I want to apply comparison operator to Pandas DataFrame. In case the source data value is missing then my result bool table should contain missing values as well. My code:
>>> pd.__version__
'2.1.1'
>>> df = pd.DataFrame([[1.2, 2.2, np.nan], [1.1, np.nan, 3.3]], columns=['A', 'B', 'C'])
>>> res = df.gt(1.0)
>>> res
res
A B C
0 True True False
1 True False True
Attempt to assign NaN value to original missing positions yields FutureWarning
>>> res[df.isna()]=pd.NA
FutureWarning: Setting an item of incompatible dtype is deprecated and will raise in a future error of pandas.

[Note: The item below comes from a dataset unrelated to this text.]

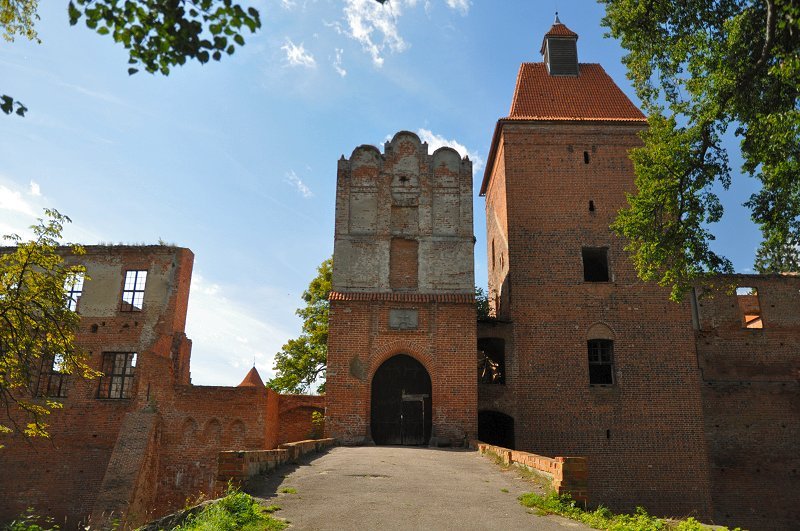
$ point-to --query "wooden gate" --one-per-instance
(401, 402)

Value 'nan' has dtype incompatible with bool, please explicitly cast to a compatible dtype first.
How to get the results correctly without warning?
Note: this question is unrelated as it does not solve entering of missing values.
I think problem is combinations boolean
with missing values, so convert mask to Nullable Boolean:
res = df.gt(1.0).astype('boolean')
res[df.isna()]=pd.NA
print (res)
A B C
0 True True <NA>
1 True <NA> True
res = df.gt(1.0).astype('boolean').mask(df.isna())
print (res)
A B C
0 True True <NA>
1 True <NA> True